On this visit, as on so many of the visits I have made to almost three dozen UMaine and UMaine Machias research sites, labs, and teams in my time here, I saw multiple examples of what it means for research to be interdisciplinary and convergent. The SAUNNA website advertises for students in anthropology, Earth sciences, freshwater ecology, economics, law, and marine sciences; these areas and their several subspecialties were well represented on the Greenland trip. Learning to work together and solve meaningful problems with people from a variety of disciplines, and with a range of levels of education and experience, is fundamental to the education of tomorrow’s leaders in all fields and professions. Ensuring that students have that experience is part of what we can do naturally in the research context here at UMaine. Students who come to learn with us, and who engage in research, will enter the world of work and their chosen professions with unique and important skills and experiences.

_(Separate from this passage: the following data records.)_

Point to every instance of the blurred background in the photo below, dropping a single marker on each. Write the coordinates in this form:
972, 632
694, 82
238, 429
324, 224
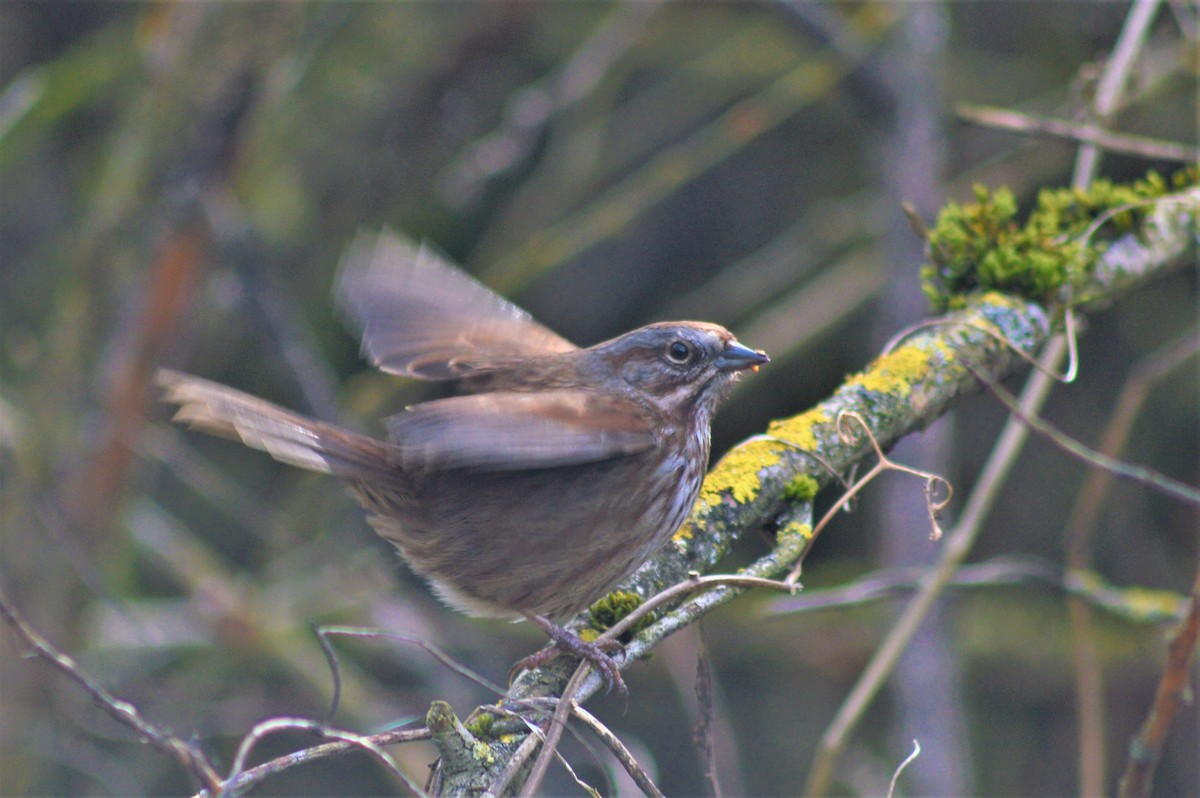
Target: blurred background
180, 179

I can’t say enough about the kindness of the Greenland trip leaders who helped me have the right gear (and miraculously produce what I was missing, seemingly out of thin air) and who patiently answered my questions. Plus, they brought me food and coffee while I was isolated during my bout with COVID. And sampling 10,000-year-old glacial ice was amazing, too.
In the University of Maine community, our students and faculty are answering critical questions for our future, advancing science, teaching the next generation of thinkers and leaders, and propelling our state and our nation forward. Those teams defy categorization, deepen understanding of our world, and converge on solutions through hard work, joy and creativity. It is nothing short of incredible.
Thank you for providing the opportunity to learn.